Friday, October 9, 2009

One pitch separates Lackey, Lester

One pitch.

The difference between John Lackey and Jon Lester on Thursday night -- other than the "h" missing from one of their first names -- was one pitch.

Baseball is a long-term game. Batting averages and on-base percentages are built up over a span of weeks and months; the difference between a .300 hitter and a .250 hitter, as they say, is about one hit a week. In any single game, be it in early April or in mid-September, the chances are pretty good that even the best hitter in the game will throw up an 0-for-4 once or twice a week. Nothing changes in October. Nothing makes Kevin Youkilis or Victor Martinez or Mike Lowell any less likely to throw up an 0-for-3 or 0-for-4 in Game 1 of the ALDS than on a random Tuesday in June. It happens. It's the way the game goes. Any one of those three hitters might go 2-for-4 in Game 2 and suddenly be hitting .285 and having himself a pretty decent postseason.

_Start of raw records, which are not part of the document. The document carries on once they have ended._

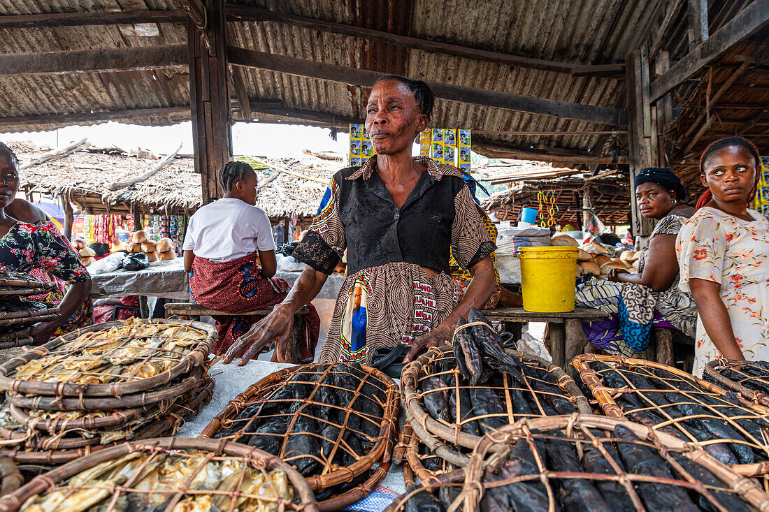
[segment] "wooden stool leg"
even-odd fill
[[[588,344],[588,337],[582,328],[582,322],[579,320],[566,320],[564,322],[566,331],[565,364],[569,364],[571,360],[584,351]],[[570,365],[571,366],[571,365]],[[570,373],[568,369],[567,373]]]
[[[566,330],[563,324],[548,324],[550,334],[550,354],[553,363],[561,368],[566,367]]]
[[[652,327],[651,335],[657,349],[657,362],[667,366],[674,366],[673,331],[664,327]]]

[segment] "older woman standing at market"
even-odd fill
[[[5,208],[18,191],[18,161],[0,142],[0,270],[28,272],[37,267],[70,284],[58,304],[60,318],[37,324],[32,329],[32,339],[40,344],[48,341],[88,298],[91,276],[52,222],[28,224],[6,214]]]
[[[245,364],[277,341],[282,361],[295,312],[311,301],[348,251],[348,277],[321,354],[323,362],[370,362],[377,347],[408,348],[405,360],[450,341],[471,308],[494,286],[496,248],[459,171],[411,157],[434,96],[423,82],[387,75],[371,90],[366,130],[377,155],[331,180],[294,258],[307,264],[286,299],[227,352]],[[454,301],[450,248],[472,275]],[[406,351],[404,349],[403,351]]]
[[[676,236],[694,213],[681,180],[664,168],[647,168],[633,181],[641,214],[657,221],[638,262],[638,274],[612,270],[608,281],[591,279],[577,290],[576,304],[610,314],[585,323],[588,340],[612,354],[631,356],[649,344],[652,325],[694,336],[697,304],[678,289]]]

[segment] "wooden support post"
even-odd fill
[[[72,204],[65,196],[62,196],[62,207],[64,208],[64,236],[68,240],[72,239],[72,224],[75,223],[75,212]]]
[[[651,105],[649,100],[649,58],[648,47],[644,45],[641,48],[630,53],[625,59],[627,77],[625,88],[628,91],[628,138],[630,142],[630,181],[633,183],[635,176],[644,168],[657,165],[657,127],[652,129]],[[634,194],[631,194],[631,230],[633,235],[641,241],[640,247],[645,247],[648,236],[651,234],[652,223],[641,214],[638,204],[633,200]]]
[[[223,9],[221,0],[208,0],[205,37],[210,49],[201,30],[191,21],[188,24],[195,170],[201,175],[204,204],[222,196],[217,175],[232,158]]]
[[[138,231],[141,230],[141,211],[139,210],[139,205],[134,203],[131,205],[131,214],[134,216],[134,231]]]

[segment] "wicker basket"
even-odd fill
[[[613,431],[616,426],[622,425],[629,429],[639,439],[619,439],[614,437]],[[555,434],[554,431],[559,434]],[[557,437],[558,435],[558,437]],[[551,469],[552,461],[547,464],[545,454],[534,454],[538,470],[531,474],[528,472],[514,478],[505,480],[500,475],[495,476],[498,468],[507,458],[512,445],[521,441],[527,443],[526,447],[538,446],[541,448],[548,440],[562,443],[568,443],[576,449],[575,455],[578,459],[583,450],[592,449],[598,450],[599,457],[606,461],[612,459],[608,454],[614,453],[614,447],[620,443],[628,443],[644,446],[654,449],[660,457],[664,459],[674,478],[663,479],[648,474],[635,474],[623,470],[622,467],[614,462],[609,464],[614,468],[613,473],[588,473],[582,467],[580,471],[574,468],[569,471],[556,471]],[[536,443],[536,444],[535,444]],[[616,457],[616,455],[614,456]],[[711,487],[704,484],[694,477],[687,470],[684,469],[681,461],[682,457],[688,460],[687,465],[690,467],[698,467],[707,470],[717,482],[720,487]],[[690,466],[690,463],[691,466]],[[696,464],[697,466],[695,466]],[[627,468],[625,468],[627,469]],[[421,490],[434,491],[436,489],[451,485],[451,481],[455,479],[456,472],[438,477],[433,480],[424,483],[422,486],[410,488],[407,493],[399,497],[386,509],[385,512],[399,512],[405,508],[408,500]],[[739,496],[744,504],[755,507],[759,510],[769,509],[769,496],[758,486],[757,483],[742,475],[732,471],[727,466],[721,464],[708,454],[698,447],[694,447],[679,439],[661,433],[654,434],[645,427],[630,421],[615,420],[602,416],[572,414],[571,416],[553,416],[533,419],[521,420],[514,424],[507,425],[493,434],[483,437],[478,447],[473,451],[470,464],[464,468],[464,485],[461,491],[454,497],[454,505],[461,506],[464,512],[477,512],[481,510],[481,500],[491,492],[492,488],[502,488],[508,484],[520,484],[524,482],[531,482],[541,484],[544,489],[541,496],[544,501],[538,510],[558,510],[556,504],[558,496],[558,487],[561,481],[571,481],[574,479],[584,479],[591,484],[614,481],[624,487],[625,497],[638,510],[651,510],[648,506],[644,509],[645,501],[648,497],[640,490],[637,492],[638,484],[641,485],[649,483],[668,484],[681,487],[689,492],[697,493],[704,500],[710,500],[713,494],[723,492]],[[514,489],[507,491],[514,493]],[[621,490],[620,491],[621,492]],[[639,494],[643,494],[639,497]],[[499,496],[498,494],[497,495]],[[493,497],[491,497],[493,498]],[[597,507],[598,504],[594,504]],[[444,504],[445,505],[445,504]],[[620,507],[620,504],[607,504],[610,510]],[[491,505],[489,505],[491,507]],[[588,510],[591,505],[583,503],[583,507]],[[723,510],[714,507],[716,510]],[[450,509],[451,510],[451,509]],[[502,510],[504,510],[502,508]],[[561,510],[562,507],[561,507]],[[624,509],[623,509],[624,510]]]
[[[324,393],[329,391],[335,393],[335,390],[347,389],[330,384],[329,380],[333,380],[335,372],[340,369],[348,371],[351,367],[342,363],[315,364],[286,368],[271,374],[235,397],[221,413],[211,421],[203,430],[201,437],[222,436],[223,429],[228,429],[228,431],[232,432],[232,434],[225,434],[227,439],[238,442],[250,442],[248,439],[252,435],[260,435],[252,430],[249,430],[250,426],[256,421],[256,418],[285,418],[288,425],[285,427],[286,433],[271,435],[274,438],[281,438],[278,442],[280,444],[279,451],[275,454],[289,463],[295,464],[298,460],[304,460],[308,458],[311,458],[318,463],[318,464],[315,464],[318,466],[316,468],[317,470],[313,470],[312,474],[308,474],[305,477],[310,487],[315,491],[320,491],[349,482],[368,471],[372,466],[378,463],[380,464],[387,463],[388,467],[400,404],[398,387],[392,380],[381,372],[365,366],[358,367],[360,369],[356,370],[357,373],[355,374],[357,376],[358,389],[349,394],[350,401],[348,403],[336,405],[316,401],[315,398],[318,397],[320,400],[319,397],[322,396]],[[281,409],[265,416],[259,416],[261,408],[256,410],[255,407],[260,404],[270,404],[271,397],[280,394],[281,389],[288,385],[289,383],[306,386],[308,397],[299,399],[291,397],[285,401],[287,404],[291,404],[290,407],[293,407],[293,412],[285,412]],[[365,397],[367,391],[371,394],[375,394],[372,390],[378,390],[376,393],[378,393],[380,397],[368,396],[366,397],[375,401],[381,407],[383,414],[378,417],[361,414],[353,408],[355,401],[360,401],[361,400],[361,397]],[[255,416],[250,416],[248,419],[236,419],[240,413],[247,407],[255,408]],[[308,411],[316,411],[317,412],[308,413]],[[331,414],[335,412],[337,415],[345,415],[344,423],[340,424],[331,419]],[[318,444],[323,441],[333,443],[333,447],[331,447],[331,451],[327,456],[328,460],[320,452],[318,454],[311,454],[309,457],[306,454],[298,454],[294,456],[289,454],[287,457],[284,452],[291,436],[307,435],[291,433],[294,424],[300,417],[311,418],[316,424],[319,424],[318,431],[310,434],[318,440]],[[358,431],[358,434],[363,434],[364,437],[367,438],[370,448],[365,453],[358,453],[347,444],[347,441],[343,444],[342,437],[346,436],[347,432],[351,431],[348,429],[352,428],[353,423],[361,424],[361,422],[364,421],[368,422],[367,424],[371,424],[368,430],[376,430],[378,434],[375,437]],[[335,431],[333,434],[334,439],[325,438],[320,433],[327,427]],[[336,454],[344,454],[345,452],[355,459],[355,462],[348,466],[340,466],[333,462]],[[384,474],[381,476],[384,477]],[[325,508],[322,504],[321,508]]]
[[[724,373],[732,378],[726,377]],[[760,376],[761,373],[765,377]],[[740,394],[745,400],[769,407],[769,370],[757,366],[753,361],[715,359],[705,364],[704,377]]]
[[[592,363],[593,364],[604,364],[612,368],[621,366],[631,369],[628,371],[641,377],[664,381],[671,386],[670,392],[680,395],[684,404],[691,404],[698,407],[704,407],[707,411],[707,414],[697,414],[692,417],[680,414],[672,407],[661,407],[650,399],[650,397],[652,397],[655,393],[659,394],[658,391],[656,389],[639,389],[628,381],[627,377],[622,377],[624,379],[623,386],[608,387],[601,376],[601,374],[607,370],[605,368],[601,371],[593,370],[590,367],[591,361],[598,361],[598,363]],[[582,381],[590,388],[604,414],[610,417],[628,419],[642,423],[654,428],[656,431],[667,432],[687,442],[701,446],[711,453],[715,454],[717,450],[721,450],[724,447],[731,452],[727,445],[734,442],[734,440],[714,434],[711,436],[711,439],[698,440],[697,432],[688,424],[687,421],[693,421],[701,424],[704,420],[713,419],[726,422],[731,428],[739,433],[745,441],[737,440],[736,442],[741,444],[747,444],[753,450],[754,454],[766,453],[767,450],[769,450],[769,438],[760,438],[763,437],[762,435],[751,435],[745,431],[744,427],[738,424],[732,416],[727,416],[724,414],[724,411],[739,411],[737,419],[740,421],[747,420],[766,423],[769,421],[769,409],[738,397],[735,397],[730,401],[727,396],[727,391],[715,384],[697,378],[677,368],[642,359],[584,354],[575,357],[572,364],[579,373]],[[622,370],[621,373],[625,371],[625,370]],[[657,373],[654,374],[653,371]],[[664,377],[666,374],[668,377]],[[628,374],[628,375],[631,376],[631,374]],[[686,391],[687,388],[690,391]],[[623,410],[618,404],[616,399],[625,394],[628,394],[628,397],[624,398],[625,400],[634,397],[639,401],[641,407],[628,406]],[[769,433],[769,430],[767,430],[767,433]],[[769,473],[769,457],[764,456],[762,460],[754,464],[730,464],[729,465],[737,473],[746,476],[754,477],[767,474]]]
[[[132,376],[121,376],[122,381],[113,381],[109,384],[72,384],[68,382],[38,382],[14,378],[16,370],[29,361],[48,355],[59,355],[60,359],[72,360],[78,357],[77,354],[82,350],[88,341],[97,333],[108,331],[112,327],[120,327],[122,321],[97,324],[82,329],[78,329],[63,336],[60,336],[48,343],[36,347],[23,354],[13,357],[0,364],[0,389],[12,391],[17,393],[29,394],[47,397],[120,397],[137,394],[148,389],[162,386],[180,375],[188,374],[195,367],[199,366],[208,361],[208,354],[216,338],[216,329],[213,325],[201,322],[181,321],[178,320],[153,320],[153,321],[127,321],[125,323],[141,321],[145,324],[163,324],[177,326],[178,330],[192,329],[205,336],[205,339],[197,342],[191,351],[181,357],[174,357],[175,361],[171,367],[160,374],[147,378],[135,378]],[[126,341],[135,339],[126,338]],[[168,357],[162,350],[152,357]],[[149,361],[149,358],[147,359]],[[86,376],[88,374],[83,373]],[[103,378],[105,375],[98,371],[93,372],[94,377]],[[120,407],[120,406],[118,406]],[[134,407],[134,406],[125,406]],[[102,406],[100,408],[114,408]]]
[[[577,411],[585,414],[592,412],[588,399],[579,391],[574,380],[567,375],[563,369],[534,355],[510,350],[506,351],[509,355],[516,358],[522,364],[534,366],[540,370],[546,370],[552,375],[554,381],[548,382],[548,384],[551,385],[554,383],[558,383],[558,387],[563,391],[564,395],[569,399]],[[472,449],[481,441],[481,436],[473,435],[463,431],[459,424],[437,420],[430,416],[425,410],[423,400],[424,394],[420,390],[419,385],[423,380],[431,376],[441,376],[448,374],[451,380],[454,384],[452,387],[444,389],[457,390],[461,387],[458,384],[459,382],[459,374],[455,364],[454,364],[453,370],[450,372],[435,370],[437,367],[444,367],[446,362],[451,362],[451,361],[454,360],[454,353],[451,347],[433,347],[406,366],[403,369],[401,377],[401,393],[403,394],[404,401],[406,404],[406,410],[411,419],[411,426],[422,442],[430,447],[431,450],[434,450],[434,447],[441,442]],[[525,376],[524,378],[527,381],[528,389],[515,386],[512,379],[508,376],[505,376],[502,387],[494,387],[479,385],[475,387],[488,387],[495,390],[498,394],[501,395],[503,397],[502,404],[505,407],[505,414],[501,415],[501,417],[505,421],[505,423],[514,423],[517,420],[527,417],[546,415],[542,402],[544,402],[544,395],[547,394],[533,389],[531,384],[538,379]],[[468,390],[471,389],[470,386],[462,387]],[[539,404],[539,408],[534,411],[534,415],[520,414],[515,408],[511,398],[511,391],[514,390],[523,391],[532,394]],[[454,391],[454,393],[456,392]],[[483,421],[485,417],[468,417],[465,419],[465,421]],[[454,453],[451,454],[451,458],[447,458],[444,455],[441,456],[447,458],[447,460],[454,465],[464,465],[461,460],[462,458],[464,458],[466,460],[466,457],[464,456],[458,457],[456,457],[458,454],[454,450]]]
[[[205,455],[197,455],[191,453],[191,451],[202,452]],[[275,469],[279,469],[288,477],[288,481],[291,487],[293,487],[295,497],[299,502],[298,504],[294,503],[291,500],[275,499],[275,497],[262,494],[255,494],[251,495],[251,497],[259,497],[263,500],[273,502],[277,506],[278,510],[318,512],[318,504],[315,503],[312,491],[307,485],[307,482],[289,464],[276,457],[248,446],[219,440],[201,439],[199,437],[162,437],[150,439],[140,442],[123,443],[118,446],[102,450],[78,460],[74,460],[44,475],[37,477],[22,488],[0,498],[0,511],[15,512],[16,510],[22,510],[21,507],[22,505],[30,497],[55,490],[64,489],[68,492],[73,492],[75,489],[72,487],[62,487],[65,480],[68,480],[72,477],[94,467],[99,464],[118,460],[123,457],[132,454],[136,454],[138,452],[146,454],[148,460],[156,457],[158,454],[198,458],[200,462],[194,463],[198,464],[196,469],[193,471],[193,474],[195,475],[200,473],[202,470],[202,466],[210,461],[231,461],[231,464],[242,464],[244,467],[250,467],[258,474],[262,474],[265,477],[265,480],[268,472]],[[138,471],[142,470],[145,465],[140,464],[138,469],[131,473],[128,480],[120,487],[104,484],[95,484],[90,488],[101,491],[104,496],[103,499],[107,499],[112,495],[112,503],[115,504],[119,496],[125,493],[125,489],[129,488],[131,485],[134,484],[138,480]],[[172,509],[185,496],[188,497],[194,494],[215,496],[226,492],[191,490],[188,487],[190,483],[191,479],[188,479],[179,487],[162,493],[167,495],[170,500],[166,510]],[[242,484],[239,485],[242,485]],[[272,485],[268,485],[268,488],[271,490],[275,487]],[[131,491],[131,494],[135,494],[136,492],[153,492],[158,494],[158,492],[162,491],[158,491],[156,487],[153,487],[150,491],[137,491],[135,489]],[[225,495],[230,497],[237,497],[238,498],[244,496],[240,492],[235,494],[235,491],[226,493]]]

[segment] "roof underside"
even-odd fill
[[[749,0],[711,1],[711,32],[731,18]],[[449,2],[432,0],[236,0],[259,7],[327,22],[408,35],[531,58],[581,65],[624,62],[625,55],[649,36],[671,3],[667,0],[515,0]],[[685,2],[684,2],[685,4]],[[174,0],[57,0],[18,2],[0,0],[0,15],[92,11],[176,10]],[[671,59],[687,51],[685,8],[668,45]],[[148,28],[149,31],[148,32]],[[156,29],[156,35],[151,35]],[[150,34],[150,35],[148,35]],[[227,23],[228,45],[297,58],[428,81],[584,105],[624,108],[621,74],[577,76],[569,73],[504,65],[481,59],[396,46],[388,43],[321,32],[275,21]],[[118,48],[183,45],[183,22],[0,28],[0,45],[7,53]],[[368,93],[365,88],[301,78],[263,69],[231,67],[252,102],[271,101],[256,109],[260,121],[281,120],[323,125],[296,111],[361,118]],[[231,84],[234,82],[231,81]],[[236,101],[236,88],[231,86]],[[263,103],[264,104],[264,103]],[[277,105],[277,108],[275,105]],[[189,118],[186,66],[141,71],[85,72],[35,76],[0,76],[3,117],[84,114],[130,109],[165,109],[133,115],[118,121],[163,125]],[[272,108],[271,111],[270,108]],[[233,118],[241,116],[239,110]],[[36,124],[0,123],[4,131],[48,130],[88,120],[39,119]],[[341,125],[341,122],[335,123]],[[432,125],[474,130],[475,142],[536,150],[578,150],[596,155],[605,135],[511,135],[507,131],[590,132],[616,126],[554,116],[439,100]],[[485,133],[484,133],[485,132]],[[498,133],[494,133],[498,132]]]

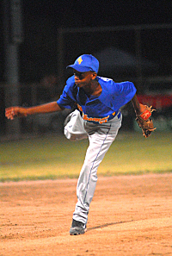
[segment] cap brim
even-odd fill
[[[92,69],[90,67],[82,66],[80,65],[70,65],[70,66],[66,66],[66,68],[68,68],[68,67],[71,67],[79,72],[86,72],[89,71],[92,71]]]

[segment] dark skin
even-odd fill
[[[102,88],[96,78],[96,72],[79,72],[74,70],[75,83],[79,88],[83,88],[89,95],[99,97],[101,93]],[[132,103],[136,112],[136,115],[142,113],[145,107],[140,104],[137,95],[132,99]],[[29,108],[23,107],[9,107],[5,109],[5,116],[8,119],[13,120],[15,117],[24,117],[28,115],[34,115],[40,113],[51,113],[55,111],[62,111],[64,109],[60,108],[56,101],[41,104],[40,106],[34,106]]]

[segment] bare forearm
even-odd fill
[[[5,109],[5,116],[8,119],[13,120],[15,117],[24,117],[28,115],[51,113],[61,110],[63,110],[63,109],[58,106],[57,102],[52,102],[30,108],[9,107]]]
[[[58,105],[57,102],[52,102],[40,106],[26,108],[27,115],[50,113],[61,110],[63,109]]]

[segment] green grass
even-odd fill
[[[64,136],[6,141],[0,145],[0,181],[77,178],[89,142],[71,142]],[[98,175],[172,172],[172,133],[120,132]]]

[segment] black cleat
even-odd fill
[[[86,225],[81,222],[72,220],[71,228],[70,228],[71,235],[83,234],[87,231]]]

For pitchers, though, it's a different type of game. Pitchers go through the same work in the offseason as the hitters, take part in the same preparation in spring training, endure the same ups and downs during the season -- but one mistake on just one pitch can pretty much ruin everything.

Both Lackey and Lester pitched terrific games in Game 1 of the American League Division Series on Thursday. That should come as no surprise, of course, but it's worth making the point: Lackey earned the win and Lester took the loss, but both Lackey and Lester pitched terrific games.

Lackey pounded the outer half of the strike zone to lefties and righties, daring the Red Sox to extend their arms and take him the other way:

(Keep in mind that the approach plot is normalized for righties and lefties: Everything on the left side of the chart is inside, and everything on the right is outside.)

But it wasn't just that Lackey used the outer half of the plate: He threw his breaking ball for strikes on the outer half of the plate both to lefties and to righties. Jason Bay can hit the ball for power the other way, but he's only going to do that with a fastball up -- not with a curveball at his knees. Jacoby Ellsbury can be effective with those pitches if he slaps them into left field, but he tried to pull the ball in each of his first three at-bats. Not once did he get the ball out of the infield.

Lester didn't show the same aggressive adherence to a plan -- which, in a lot of ways, is a good thing. He worked both edges of the strike zone, particularly with his trademark cutter, and he threw five different pitches -- we're differentiating his four-team fastball from his two-seam fastball -- with relative consistency.

Ignore the colors and labels attached to the pitches on the chart. Based on the groupings, it's easy to pick out the four-seamer (around 96 miles an hour), the two-seamer (around 93 miles an hour with extra horizontal movement), the cutter (around 91 miles an hour), the curveball (around 80 miles an hour) and the occasional changeup (around 86 miles an hour).

But he still didn't give the Angels much to hit:

Like Lackey, Lester generally kept the ball out of the middle of the plate. When he gave up a double to Erick Aybar to open the fifth inning, for example, it was on a cutter down and in that umpire Joe West probably wouldn't have even called a strike. It was a good pitch, and Aybar yanked it down the third-base line. That happens. The double itself wasn't going to kill Lester.

What followed, though, did: Lester threw his worst pitch of the game to Torii Hunter, and Torii Hunter didn't miss that pitch. Lester started Hunter's fifth-inning at-bat with a beautiful fastball on the outside corner of the plate. He then tried to come back with a similar pitch, he told reporters after the game, but he missed his spot pretty badly.

He didn't get his fastball far enough away or far enough down, and Hunter crushed it:

Baseball is a long-term type of game for hitters. An 0-for-4 in Game 1 doesn't mean much, particularly if it's followed by a 3-for-4 in Game 2. For pitchers, though, it can all come down to one pitch -- and if the Red Sox can't come back to win Games 2 and 3, Lester is going to spend most of the winter thinking about that one pitch.